We assessed the efficacy outcomes of moderate or substantial pain relief, as defined by the IMMPACT group [15]. We found that pregabalin and gabapentin were more efficacious than placebo (≥ 30% and ≥ 50% pain intensity reduction). The NNTs of pregabalin were 8 and 10, whereas gabapentin's NNTs were 7 and 8. These findings are consistent with Finnerup et al. reporting NNT of 7.7 and 7.2 for pregabalin and gabapentin, respectively [78]. In addition, some efficacy outcomes have been reported for the PGIC much or very much improved that revealed that gabapentinoids having a superior benefit compared to placebo.

The main limitation of this study is that our outcomes are based on the analysis of data retrieved from RCTs only. While there is an ethical requirement to report adverse effects during RCTs, our outcomes suggest that RCTs may not be sufficiently powered to detect adverse effects and therefore provide solid evidence to support the safety of gabapentinoids. Moreover, included RCTs were relatively short in duration (maximum 20 weeks) and this potentially limited the possible occurence of relatively rare side effects, such as addiction and misuse disorders. In addition, subgroup analysis was not undertaken to assess the risk at different doses of gabapentinoids or in different types of neuropathic pain because the main aim was to focus on the comprehensive tolerability and safety profile of gabapentinoids.

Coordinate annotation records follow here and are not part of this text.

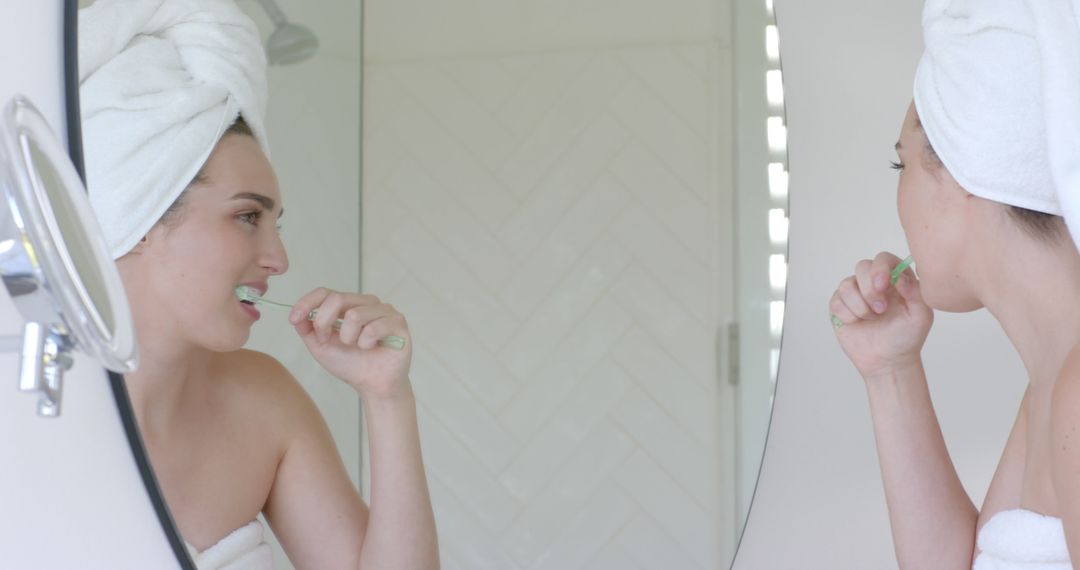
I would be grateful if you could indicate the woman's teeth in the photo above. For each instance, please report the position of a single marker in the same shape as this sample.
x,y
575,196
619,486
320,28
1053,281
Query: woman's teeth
x,y
246,295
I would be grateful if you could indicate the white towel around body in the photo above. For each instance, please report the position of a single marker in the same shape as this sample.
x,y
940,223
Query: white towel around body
x,y
1022,540
244,548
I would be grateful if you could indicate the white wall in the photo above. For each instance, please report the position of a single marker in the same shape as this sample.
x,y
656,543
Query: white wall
x,y
848,70
542,191
78,464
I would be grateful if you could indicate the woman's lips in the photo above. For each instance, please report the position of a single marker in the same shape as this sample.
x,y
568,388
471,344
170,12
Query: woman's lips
x,y
251,310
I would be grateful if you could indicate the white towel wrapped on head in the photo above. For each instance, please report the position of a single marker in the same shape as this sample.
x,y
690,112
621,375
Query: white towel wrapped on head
x,y
998,93
160,82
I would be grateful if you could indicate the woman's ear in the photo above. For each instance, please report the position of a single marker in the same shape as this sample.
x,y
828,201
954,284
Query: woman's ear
x,y
139,246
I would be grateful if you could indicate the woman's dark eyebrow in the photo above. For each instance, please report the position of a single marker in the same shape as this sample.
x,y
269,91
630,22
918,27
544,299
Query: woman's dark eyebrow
x,y
264,201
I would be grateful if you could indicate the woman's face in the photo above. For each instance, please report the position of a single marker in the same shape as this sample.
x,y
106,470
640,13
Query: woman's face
x,y
937,217
226,234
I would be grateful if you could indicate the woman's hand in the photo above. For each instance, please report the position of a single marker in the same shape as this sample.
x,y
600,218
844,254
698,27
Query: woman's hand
x,y
353,353
885,325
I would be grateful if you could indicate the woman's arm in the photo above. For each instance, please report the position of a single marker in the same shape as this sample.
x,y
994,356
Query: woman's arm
x,y
933,519
1065,437
315,511
881,326
401,533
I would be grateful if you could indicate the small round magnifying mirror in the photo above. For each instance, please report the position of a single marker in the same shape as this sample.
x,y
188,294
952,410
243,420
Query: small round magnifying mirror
x,y
54,261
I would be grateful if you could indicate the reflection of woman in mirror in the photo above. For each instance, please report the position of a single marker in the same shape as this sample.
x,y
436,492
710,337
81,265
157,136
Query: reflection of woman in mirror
x,y
989,162
173,97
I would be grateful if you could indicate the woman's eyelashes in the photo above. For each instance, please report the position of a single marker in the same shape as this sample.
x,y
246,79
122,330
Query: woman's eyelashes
x,y
251,217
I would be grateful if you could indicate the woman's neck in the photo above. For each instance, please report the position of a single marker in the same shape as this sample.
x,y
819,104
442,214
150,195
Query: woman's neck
x,y
166,379
1035,298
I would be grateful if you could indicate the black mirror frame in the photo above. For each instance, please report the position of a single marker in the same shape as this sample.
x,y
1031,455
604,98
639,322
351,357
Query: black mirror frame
x,y
116,380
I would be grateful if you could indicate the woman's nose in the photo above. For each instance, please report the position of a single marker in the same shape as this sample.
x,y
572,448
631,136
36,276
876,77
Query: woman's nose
x,y
275,259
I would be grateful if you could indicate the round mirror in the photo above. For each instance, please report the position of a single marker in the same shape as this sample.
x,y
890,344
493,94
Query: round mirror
x,y
53,259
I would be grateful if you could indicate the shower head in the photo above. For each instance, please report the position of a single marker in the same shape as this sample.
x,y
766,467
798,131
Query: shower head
x,y
288,42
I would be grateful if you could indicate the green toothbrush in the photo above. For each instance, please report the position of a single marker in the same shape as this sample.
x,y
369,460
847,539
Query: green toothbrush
x,y
251,295
896,271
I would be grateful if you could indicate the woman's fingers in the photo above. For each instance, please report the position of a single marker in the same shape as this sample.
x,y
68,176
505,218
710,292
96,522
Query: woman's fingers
x,y
839,309
850,294
328,307
356,320
375,330
364,319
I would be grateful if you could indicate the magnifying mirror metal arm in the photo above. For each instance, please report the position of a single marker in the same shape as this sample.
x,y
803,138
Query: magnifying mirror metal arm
x,y
54,262
44,357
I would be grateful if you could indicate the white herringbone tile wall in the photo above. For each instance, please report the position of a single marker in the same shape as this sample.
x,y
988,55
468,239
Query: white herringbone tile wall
x,y
549,225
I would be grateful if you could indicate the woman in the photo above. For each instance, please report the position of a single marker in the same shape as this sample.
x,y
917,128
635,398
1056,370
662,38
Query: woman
x,y
985,180
230,432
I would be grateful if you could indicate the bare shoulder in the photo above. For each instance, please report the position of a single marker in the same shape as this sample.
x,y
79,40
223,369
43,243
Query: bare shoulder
x,y
1065,403
262,391
1068,379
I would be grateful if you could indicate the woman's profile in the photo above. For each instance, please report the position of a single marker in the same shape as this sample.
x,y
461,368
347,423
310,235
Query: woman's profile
x,y
173,96
988,161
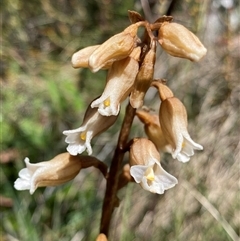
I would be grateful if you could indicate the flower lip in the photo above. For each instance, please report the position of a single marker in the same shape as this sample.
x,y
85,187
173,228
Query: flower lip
x,y
146,168
93,124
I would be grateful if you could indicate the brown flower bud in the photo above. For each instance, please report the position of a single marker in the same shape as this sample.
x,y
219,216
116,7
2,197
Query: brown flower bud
x,y
146,168
144,78
163,90
101,237
62,168
153,129
120,81
80,58
117,47
173,120
178,41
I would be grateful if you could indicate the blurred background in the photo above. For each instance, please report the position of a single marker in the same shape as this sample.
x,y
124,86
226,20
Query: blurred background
x,y
42,95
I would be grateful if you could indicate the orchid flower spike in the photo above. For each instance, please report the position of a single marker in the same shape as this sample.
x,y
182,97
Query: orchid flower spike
x,y
115,48
173,120
61,169
81,57
178,41
144,77
153,130
146,168
120,81
93,124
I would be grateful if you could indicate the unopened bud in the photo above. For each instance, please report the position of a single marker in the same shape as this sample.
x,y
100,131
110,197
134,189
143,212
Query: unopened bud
x,y
58,170
117,47
153,129
178,41
144,78
120,81
80,58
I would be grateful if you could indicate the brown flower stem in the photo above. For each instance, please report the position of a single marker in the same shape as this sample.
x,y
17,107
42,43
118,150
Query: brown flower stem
x,y
110,199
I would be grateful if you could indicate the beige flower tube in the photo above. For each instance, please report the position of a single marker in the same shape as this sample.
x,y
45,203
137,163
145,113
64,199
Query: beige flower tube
x,y
115,48
80,58
173,120
144,78
146,168
61,169
153,129
178,41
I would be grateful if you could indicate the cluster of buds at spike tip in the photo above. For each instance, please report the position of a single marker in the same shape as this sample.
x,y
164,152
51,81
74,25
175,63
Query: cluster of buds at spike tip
x,y
130,62
146,168
168,130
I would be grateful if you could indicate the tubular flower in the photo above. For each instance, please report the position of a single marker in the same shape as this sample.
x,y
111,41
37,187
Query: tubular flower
x,y
120,80
58,170
93,124
81,57
173,120
144,77
117,47
163,90
146,168
178,41
153,130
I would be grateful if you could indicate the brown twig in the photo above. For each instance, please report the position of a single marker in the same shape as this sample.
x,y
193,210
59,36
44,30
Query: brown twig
x,y
110,199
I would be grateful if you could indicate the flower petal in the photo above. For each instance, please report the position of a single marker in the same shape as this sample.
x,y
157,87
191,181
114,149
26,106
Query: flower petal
x,y
137,172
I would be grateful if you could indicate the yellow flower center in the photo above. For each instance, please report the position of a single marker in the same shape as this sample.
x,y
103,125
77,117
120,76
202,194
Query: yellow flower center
x,y
106,102
83,136
149,174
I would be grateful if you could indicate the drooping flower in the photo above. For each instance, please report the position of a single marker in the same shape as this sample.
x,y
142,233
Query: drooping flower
x,y
115,48
144,77
120,81
58,170
93,124
146,168
178,41
163,90
173,120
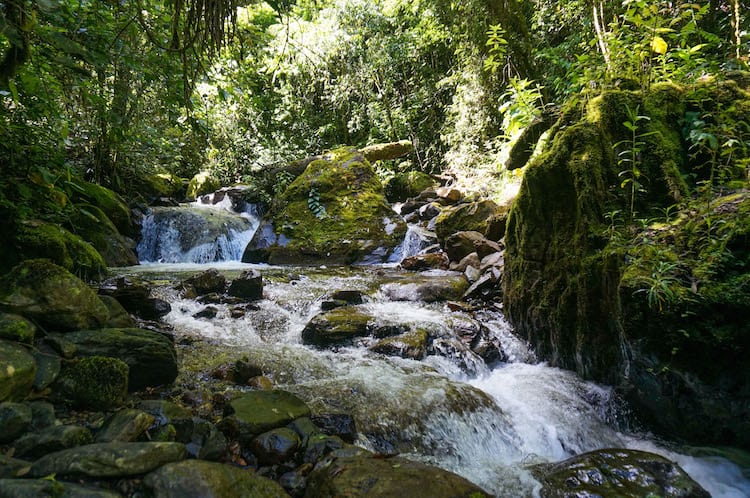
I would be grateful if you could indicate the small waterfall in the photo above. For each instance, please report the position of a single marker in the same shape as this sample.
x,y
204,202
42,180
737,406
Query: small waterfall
x,y
199,233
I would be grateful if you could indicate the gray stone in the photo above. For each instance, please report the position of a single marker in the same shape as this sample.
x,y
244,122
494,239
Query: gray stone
x,y
108,459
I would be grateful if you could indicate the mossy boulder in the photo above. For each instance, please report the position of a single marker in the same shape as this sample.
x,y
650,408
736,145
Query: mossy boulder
x,y
617,472
17,371
409,184
150,355
93,383
93,225
16,328
484,217
202,183
39,239
51,296
335,212
365,475
209,479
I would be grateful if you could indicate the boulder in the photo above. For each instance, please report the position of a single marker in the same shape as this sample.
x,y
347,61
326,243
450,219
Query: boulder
x,y
15,418
108,459
207,282
202,183
484,217
337,326
41,240
150,355
210,480
364,475
22,488
51,296
616,472
16,328
260,411
248,285
54,438
93,383
17,371
335,212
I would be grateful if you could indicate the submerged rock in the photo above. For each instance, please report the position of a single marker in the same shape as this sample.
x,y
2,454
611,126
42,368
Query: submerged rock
x,y
51,296
364,475
210,480
108,459
617,472
335,212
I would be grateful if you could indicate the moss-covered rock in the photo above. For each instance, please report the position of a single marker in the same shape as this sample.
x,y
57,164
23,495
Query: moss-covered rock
x,y
17,371
335,212
150,355
208,479
51,296
202,183
94,382
617,472
38,239
16,328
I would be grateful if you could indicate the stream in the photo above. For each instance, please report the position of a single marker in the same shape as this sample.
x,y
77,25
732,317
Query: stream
x,y
450,409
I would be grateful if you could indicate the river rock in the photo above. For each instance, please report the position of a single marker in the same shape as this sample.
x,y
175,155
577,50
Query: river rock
x,y
24,488
335,212
108,459
17,371
484,217
260,411
150,355
337,326
93,382
54,438
124,426
249,286
617,472
51,296
16,328
450,287
275,446
209,480
364,475
207,282
15,418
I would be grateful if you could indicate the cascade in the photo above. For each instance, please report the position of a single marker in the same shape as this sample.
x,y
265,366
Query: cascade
x,y
485,422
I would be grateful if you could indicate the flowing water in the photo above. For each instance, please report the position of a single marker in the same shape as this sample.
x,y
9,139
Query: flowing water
x,y
487,423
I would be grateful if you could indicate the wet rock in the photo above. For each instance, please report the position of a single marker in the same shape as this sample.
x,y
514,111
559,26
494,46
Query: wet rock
x,y
207,282
341,425
15,418
430,261
118,315
16,328
23,488
338,326
93,382
54,438
616,472
249,286
363,475
150,355
260,411
17,371
450,287
51,296
209,479
275,446
412,344
124,426
108,459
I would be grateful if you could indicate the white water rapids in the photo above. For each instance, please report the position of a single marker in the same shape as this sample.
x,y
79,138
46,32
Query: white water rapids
x,y
519,412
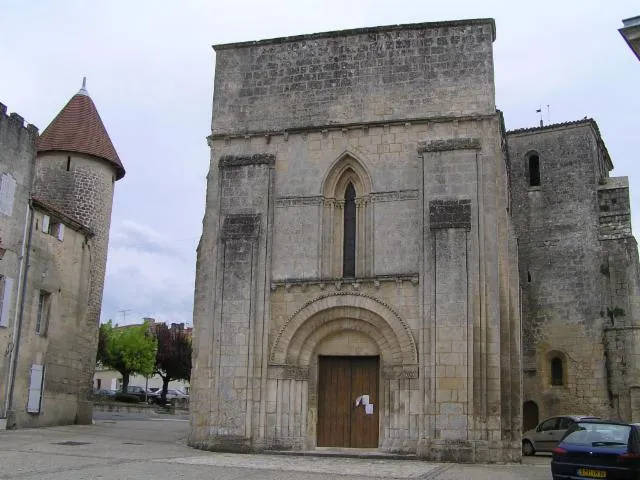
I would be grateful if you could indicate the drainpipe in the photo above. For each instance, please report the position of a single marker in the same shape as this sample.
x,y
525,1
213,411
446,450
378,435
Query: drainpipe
x,y
25,251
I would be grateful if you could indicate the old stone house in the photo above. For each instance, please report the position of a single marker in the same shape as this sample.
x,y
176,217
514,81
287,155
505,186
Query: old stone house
x,y
383,265
55,210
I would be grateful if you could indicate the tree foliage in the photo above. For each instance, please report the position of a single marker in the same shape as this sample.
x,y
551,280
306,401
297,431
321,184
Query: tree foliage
x,y
173,357
129,350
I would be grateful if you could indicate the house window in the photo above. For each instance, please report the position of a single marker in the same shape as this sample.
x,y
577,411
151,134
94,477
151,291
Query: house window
x,y
349,245
34,401
57,230
534,170
7,193
6,285
53,227
557,371
44,307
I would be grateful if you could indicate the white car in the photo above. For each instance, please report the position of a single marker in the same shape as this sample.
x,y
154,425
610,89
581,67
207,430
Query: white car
x,y
172,394
546,436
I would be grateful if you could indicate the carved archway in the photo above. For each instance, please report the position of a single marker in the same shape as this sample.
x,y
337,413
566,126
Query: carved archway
x,y
333,312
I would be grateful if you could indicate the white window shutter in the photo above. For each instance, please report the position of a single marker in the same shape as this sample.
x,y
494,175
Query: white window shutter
x,y
6,302
7,193
35,388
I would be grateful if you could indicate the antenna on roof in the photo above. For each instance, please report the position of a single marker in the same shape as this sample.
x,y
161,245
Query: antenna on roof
x,y
548,115
539,110
83,90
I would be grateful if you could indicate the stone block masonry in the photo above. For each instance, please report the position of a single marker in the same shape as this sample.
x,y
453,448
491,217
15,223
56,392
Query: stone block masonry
x,y
355,76
357,207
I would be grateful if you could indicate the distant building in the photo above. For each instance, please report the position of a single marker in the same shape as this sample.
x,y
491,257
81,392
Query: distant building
x,y
374,234
631,33
56,194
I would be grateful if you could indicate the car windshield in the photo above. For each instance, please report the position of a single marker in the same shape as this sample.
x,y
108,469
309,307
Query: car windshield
x,y
598,434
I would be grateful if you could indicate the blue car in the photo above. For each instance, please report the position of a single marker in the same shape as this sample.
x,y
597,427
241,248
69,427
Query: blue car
x,y
598,449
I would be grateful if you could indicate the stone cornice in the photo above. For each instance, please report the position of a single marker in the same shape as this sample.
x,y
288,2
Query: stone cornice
x,y
354,284
243,160
449,144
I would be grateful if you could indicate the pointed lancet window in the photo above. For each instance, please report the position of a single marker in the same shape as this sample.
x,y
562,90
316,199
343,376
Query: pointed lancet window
x,y
349,246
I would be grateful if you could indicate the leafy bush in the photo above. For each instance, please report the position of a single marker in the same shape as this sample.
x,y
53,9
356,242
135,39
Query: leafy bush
x,y
127,398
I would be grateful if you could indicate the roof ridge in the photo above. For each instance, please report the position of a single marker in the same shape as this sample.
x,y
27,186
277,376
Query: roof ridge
x,y
79,128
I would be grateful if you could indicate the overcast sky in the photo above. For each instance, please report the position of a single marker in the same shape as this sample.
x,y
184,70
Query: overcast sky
x,y
150,68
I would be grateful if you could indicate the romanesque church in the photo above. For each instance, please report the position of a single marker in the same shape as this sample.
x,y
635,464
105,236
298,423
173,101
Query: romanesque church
x,y
384,266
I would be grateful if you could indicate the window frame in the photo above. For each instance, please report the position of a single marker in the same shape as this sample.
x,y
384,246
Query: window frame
x,y
43,313
530,158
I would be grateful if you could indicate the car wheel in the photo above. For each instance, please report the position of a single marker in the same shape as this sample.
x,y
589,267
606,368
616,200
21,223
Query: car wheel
x,y
527,448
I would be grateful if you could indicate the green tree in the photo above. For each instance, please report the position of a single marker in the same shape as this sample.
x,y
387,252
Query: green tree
x,y
128,350
173,356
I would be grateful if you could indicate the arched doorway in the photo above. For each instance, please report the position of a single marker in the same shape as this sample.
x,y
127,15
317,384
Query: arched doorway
x,y
530,415
346,346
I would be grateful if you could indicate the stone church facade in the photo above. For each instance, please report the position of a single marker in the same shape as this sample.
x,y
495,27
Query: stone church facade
x,y
374,235
579,274
358,249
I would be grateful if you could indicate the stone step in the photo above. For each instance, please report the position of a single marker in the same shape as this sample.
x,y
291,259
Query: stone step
x,y
367,453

This meta-analysis presents the evidence from RCTs that confirms analgesic effectiveness of gabapentionoids in adults with neuropathic pain. However, despite RCTs documenting the adverse events of gabapentionoids on the nervous system, there was no evidence of gabapentinoid use leading to addiction and misuse disorders. The only reported side effect that may be associated with the abusive potential of gabapentionoids was euphoria that was observed at the therapeutic doses range for pregabalin, but not gabapentin. Given that our outcomes were limited to RCTs only, our work suggests that RCTs assessing effectiveness of gabapentionoids are not sufficiently long in duration and not sufficiently powered to detect relatively rare side effects, such as addiction and misuse disorders. Thus, there is a critical need to improve study design or new approaches to confirm the abusive potential of gabapentinoids, to better inform and educate patients and clinicians.